As I noted recently, OpenDocument v1.1 is now an OASIS standard. Yesterday evening the press release went out. I'd like to quote a bit from it.

Curtis Chong, president of the National Federation of the Blind in Computer Science said (my emphasis):

We are thrilled with the progress to date... OpenDocument is no longer a thing to be feared, as we once thought. The OASIS process exemplifies what should be done if true accessibility to both a document format and the tools to manipulate it are to be achieved.

Dave Pawson of the Royal National Institute of the Blind said:

OpenDocument 1.1 is a practical XML format that is readily transformable to the DAISY digital talking book standard for people with print impairments. The clear specification of OpenDocument v1.1 will remain usable long after commercial and proprietary formats have been condemned to the dustbin.

Technology News Daily said in their article:

OASIS members have approved version 1.1 of the Open Document Format for Office Applications (OpenDocument) as an OASIS Standard, a status that signifies the highest level of ratification. The result of a unique collaboration between advocacy groups for the disabled and open source and commercial software vendors, this new version of the standard provides key accessibility enhancements to ensure that the OpenDocument format (ODF) addresses the needs of people with disabilities.

And in related news, last week while I was in Washington DC for the Telecommunications and Electronic and Information Technology Advisory Committee meeting number 3, Sun put out a press release announcing our OpenDocument Format Plug-in for Microsoft Office. It's formal name at the moment is "StarOffice 8 Conversion Technology Preview" - technology built using the OpenOffice.org codebase for reading/writing Microsoft Office and ODF files, turned into a plug-in for MS-Office to place ODF open/save functionality into MS-Office. The technology preview will be available for free download later in February, with the final version slated for April.

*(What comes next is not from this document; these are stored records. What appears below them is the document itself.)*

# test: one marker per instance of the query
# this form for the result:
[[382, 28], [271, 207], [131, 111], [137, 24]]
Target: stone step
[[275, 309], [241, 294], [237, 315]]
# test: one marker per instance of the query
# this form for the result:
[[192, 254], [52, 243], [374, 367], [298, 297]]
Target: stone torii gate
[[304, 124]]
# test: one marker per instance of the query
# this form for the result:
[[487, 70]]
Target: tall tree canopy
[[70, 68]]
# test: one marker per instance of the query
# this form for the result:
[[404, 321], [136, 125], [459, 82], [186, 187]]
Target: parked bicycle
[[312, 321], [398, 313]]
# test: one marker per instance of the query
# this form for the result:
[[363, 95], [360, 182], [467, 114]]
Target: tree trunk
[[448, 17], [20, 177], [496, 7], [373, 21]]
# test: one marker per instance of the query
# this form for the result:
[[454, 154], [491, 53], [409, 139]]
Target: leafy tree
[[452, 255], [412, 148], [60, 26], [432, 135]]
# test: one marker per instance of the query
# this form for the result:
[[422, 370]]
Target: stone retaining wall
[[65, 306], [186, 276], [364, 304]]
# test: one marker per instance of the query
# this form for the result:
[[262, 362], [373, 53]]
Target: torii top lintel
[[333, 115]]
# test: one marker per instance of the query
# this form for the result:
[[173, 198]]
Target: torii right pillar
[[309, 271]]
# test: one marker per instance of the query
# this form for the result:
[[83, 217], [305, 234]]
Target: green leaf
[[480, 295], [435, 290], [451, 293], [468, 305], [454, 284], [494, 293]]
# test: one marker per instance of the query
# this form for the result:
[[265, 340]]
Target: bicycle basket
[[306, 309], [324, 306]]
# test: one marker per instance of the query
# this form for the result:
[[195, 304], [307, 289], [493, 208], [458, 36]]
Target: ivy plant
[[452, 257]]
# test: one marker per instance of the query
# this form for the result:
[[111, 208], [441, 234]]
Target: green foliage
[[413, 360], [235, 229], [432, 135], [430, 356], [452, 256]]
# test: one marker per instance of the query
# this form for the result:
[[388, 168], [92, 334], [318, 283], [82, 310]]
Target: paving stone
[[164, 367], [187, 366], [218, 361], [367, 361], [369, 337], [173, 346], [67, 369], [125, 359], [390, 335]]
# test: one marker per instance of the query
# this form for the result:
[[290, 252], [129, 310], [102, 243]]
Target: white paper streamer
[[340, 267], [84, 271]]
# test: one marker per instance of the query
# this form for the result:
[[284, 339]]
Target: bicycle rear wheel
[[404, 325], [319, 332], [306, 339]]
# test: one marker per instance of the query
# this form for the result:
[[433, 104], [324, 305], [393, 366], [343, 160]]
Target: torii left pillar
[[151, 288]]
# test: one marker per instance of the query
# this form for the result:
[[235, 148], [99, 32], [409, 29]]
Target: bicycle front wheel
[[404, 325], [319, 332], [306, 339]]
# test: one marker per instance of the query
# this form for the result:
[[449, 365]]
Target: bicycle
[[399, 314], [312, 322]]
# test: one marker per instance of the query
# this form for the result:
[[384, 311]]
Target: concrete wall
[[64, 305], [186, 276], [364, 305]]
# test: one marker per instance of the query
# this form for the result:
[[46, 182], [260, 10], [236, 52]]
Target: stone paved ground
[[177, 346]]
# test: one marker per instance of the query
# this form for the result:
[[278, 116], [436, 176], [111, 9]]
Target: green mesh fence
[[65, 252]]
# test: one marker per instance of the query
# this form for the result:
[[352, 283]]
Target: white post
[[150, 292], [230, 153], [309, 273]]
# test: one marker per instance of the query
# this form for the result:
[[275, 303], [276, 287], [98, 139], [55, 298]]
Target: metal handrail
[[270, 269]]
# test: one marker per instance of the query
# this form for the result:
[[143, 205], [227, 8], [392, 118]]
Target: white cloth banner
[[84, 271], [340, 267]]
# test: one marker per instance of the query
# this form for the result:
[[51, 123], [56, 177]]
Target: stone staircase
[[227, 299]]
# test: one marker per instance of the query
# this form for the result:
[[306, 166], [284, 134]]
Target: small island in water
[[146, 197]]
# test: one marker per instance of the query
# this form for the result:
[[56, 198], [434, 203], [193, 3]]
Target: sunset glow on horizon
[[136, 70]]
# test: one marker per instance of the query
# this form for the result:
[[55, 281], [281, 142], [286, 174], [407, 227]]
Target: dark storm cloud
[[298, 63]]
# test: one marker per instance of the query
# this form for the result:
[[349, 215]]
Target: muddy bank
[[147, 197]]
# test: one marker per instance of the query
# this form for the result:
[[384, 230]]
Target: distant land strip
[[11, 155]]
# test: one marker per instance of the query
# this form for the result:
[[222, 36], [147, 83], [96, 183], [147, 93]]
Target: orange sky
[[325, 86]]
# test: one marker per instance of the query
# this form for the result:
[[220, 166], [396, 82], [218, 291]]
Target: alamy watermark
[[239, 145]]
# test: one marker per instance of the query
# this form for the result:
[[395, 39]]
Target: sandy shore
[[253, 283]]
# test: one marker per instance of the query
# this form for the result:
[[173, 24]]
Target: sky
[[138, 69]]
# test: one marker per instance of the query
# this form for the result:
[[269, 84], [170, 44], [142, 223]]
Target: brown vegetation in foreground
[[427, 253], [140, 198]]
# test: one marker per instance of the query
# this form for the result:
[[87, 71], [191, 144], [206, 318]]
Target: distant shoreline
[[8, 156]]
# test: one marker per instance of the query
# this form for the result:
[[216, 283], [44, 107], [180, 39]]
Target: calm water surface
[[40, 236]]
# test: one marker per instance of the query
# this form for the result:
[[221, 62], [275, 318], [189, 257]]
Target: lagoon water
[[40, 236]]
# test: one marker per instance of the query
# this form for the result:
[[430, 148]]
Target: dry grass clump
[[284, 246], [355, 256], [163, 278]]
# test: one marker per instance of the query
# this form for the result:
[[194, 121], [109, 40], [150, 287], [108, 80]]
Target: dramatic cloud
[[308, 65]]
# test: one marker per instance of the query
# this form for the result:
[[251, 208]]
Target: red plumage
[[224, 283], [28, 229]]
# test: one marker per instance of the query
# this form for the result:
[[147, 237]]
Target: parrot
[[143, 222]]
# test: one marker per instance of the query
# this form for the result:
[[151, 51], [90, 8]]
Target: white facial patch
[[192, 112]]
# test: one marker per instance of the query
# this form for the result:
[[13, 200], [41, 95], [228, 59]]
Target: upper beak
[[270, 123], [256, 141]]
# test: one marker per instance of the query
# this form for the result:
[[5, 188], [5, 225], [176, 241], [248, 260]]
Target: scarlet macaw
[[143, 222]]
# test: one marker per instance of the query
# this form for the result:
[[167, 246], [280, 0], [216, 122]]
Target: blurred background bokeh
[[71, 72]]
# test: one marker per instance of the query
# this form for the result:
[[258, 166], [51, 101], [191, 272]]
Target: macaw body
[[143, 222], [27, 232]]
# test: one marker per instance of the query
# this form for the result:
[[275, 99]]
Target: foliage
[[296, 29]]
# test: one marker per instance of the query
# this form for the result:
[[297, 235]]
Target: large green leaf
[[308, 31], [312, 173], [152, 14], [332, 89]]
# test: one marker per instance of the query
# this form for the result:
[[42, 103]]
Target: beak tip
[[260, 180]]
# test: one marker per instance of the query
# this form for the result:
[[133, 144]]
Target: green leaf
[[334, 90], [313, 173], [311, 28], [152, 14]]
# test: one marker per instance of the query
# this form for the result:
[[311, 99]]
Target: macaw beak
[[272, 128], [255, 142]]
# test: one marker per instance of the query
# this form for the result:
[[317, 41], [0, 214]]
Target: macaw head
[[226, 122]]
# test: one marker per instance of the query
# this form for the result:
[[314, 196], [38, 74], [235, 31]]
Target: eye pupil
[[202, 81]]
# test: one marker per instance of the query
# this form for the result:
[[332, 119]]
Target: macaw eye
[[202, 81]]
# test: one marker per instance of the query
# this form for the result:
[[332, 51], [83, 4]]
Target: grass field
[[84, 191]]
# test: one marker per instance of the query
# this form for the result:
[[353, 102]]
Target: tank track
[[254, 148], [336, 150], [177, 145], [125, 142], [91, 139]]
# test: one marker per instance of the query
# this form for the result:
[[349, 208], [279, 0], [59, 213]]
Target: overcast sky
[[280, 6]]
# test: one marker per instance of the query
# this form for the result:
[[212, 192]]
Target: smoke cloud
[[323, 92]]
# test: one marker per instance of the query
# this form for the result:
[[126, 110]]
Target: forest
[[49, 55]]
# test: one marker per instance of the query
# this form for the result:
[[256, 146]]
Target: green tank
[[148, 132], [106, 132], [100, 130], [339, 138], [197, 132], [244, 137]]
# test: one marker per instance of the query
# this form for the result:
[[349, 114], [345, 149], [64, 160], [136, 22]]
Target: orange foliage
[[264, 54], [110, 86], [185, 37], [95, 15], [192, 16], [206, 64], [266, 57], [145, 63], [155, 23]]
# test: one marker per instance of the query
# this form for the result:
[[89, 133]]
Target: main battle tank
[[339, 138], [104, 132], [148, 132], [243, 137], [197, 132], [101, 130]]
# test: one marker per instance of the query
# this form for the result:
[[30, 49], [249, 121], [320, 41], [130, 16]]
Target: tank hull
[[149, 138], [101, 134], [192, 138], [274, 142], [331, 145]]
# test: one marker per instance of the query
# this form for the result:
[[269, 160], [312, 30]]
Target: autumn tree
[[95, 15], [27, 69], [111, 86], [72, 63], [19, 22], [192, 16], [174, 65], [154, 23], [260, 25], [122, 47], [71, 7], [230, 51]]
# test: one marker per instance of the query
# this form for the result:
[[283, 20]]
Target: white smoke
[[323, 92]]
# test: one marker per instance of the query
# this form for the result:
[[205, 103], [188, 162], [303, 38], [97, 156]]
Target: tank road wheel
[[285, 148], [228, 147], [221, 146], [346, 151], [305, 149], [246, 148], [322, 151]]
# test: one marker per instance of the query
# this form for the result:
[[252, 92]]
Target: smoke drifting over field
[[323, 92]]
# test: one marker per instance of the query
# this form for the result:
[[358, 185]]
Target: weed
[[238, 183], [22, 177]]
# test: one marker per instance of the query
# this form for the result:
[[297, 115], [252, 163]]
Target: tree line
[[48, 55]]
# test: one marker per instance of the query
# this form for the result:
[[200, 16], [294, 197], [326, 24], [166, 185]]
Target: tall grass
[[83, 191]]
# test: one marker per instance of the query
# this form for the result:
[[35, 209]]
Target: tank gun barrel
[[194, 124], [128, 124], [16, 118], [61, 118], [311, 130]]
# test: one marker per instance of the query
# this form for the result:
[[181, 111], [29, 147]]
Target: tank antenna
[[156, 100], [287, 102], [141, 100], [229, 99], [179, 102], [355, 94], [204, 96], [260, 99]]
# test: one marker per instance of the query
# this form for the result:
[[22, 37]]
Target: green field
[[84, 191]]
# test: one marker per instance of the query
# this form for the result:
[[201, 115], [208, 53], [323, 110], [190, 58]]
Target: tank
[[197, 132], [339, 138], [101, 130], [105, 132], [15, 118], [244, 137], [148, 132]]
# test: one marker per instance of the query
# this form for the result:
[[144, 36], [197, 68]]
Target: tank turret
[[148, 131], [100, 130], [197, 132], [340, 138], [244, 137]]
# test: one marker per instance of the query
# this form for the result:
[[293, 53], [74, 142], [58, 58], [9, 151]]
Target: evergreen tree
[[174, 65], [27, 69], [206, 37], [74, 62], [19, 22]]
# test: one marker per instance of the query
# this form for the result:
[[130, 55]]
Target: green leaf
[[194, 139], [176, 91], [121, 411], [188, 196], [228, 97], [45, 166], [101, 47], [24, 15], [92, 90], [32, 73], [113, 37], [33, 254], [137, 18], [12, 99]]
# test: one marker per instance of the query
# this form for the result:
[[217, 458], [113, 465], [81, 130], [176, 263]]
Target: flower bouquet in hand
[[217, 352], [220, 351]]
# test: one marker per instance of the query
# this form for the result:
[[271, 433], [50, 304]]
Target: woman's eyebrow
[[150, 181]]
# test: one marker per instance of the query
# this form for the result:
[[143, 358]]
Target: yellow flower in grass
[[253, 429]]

Sun CEO and president Jonathan Schwartz describes the plugin (complete with a picture) in his blog earlier this week. He writes:

Whether you're an oil company or a high school student - ODF will enable seamless interoperability between open source and closed source environments - for as long as the standard, not the technology or product, exists. From a corporate perspective, this also allows a very natural migration to occur across large institutions - front office staff might stay on Microsoft Word, but the rest of the organization can move to an interoperable alternative (say, Google's word processor or OpenOffice - or both). Affordability and interoperability are a good thing for the internet - and for the successive generations we expect to use it.

And while I'm on a quoting binge, let me quote Sun executive vice president, software, Rich Green (from the Sun press release):

Organizations can now consider switching to ISO/IEC 26300 OpenDocument Format while protecting employees needing assistive devices only supported by legacy Microsoft software. ODF is important because it ensures documents will still be readable long into the future while allowing a wide choice of proprietary and open source software choices to work with the documents.

After all those excellent quotes, I can't think of a thing more to add myself!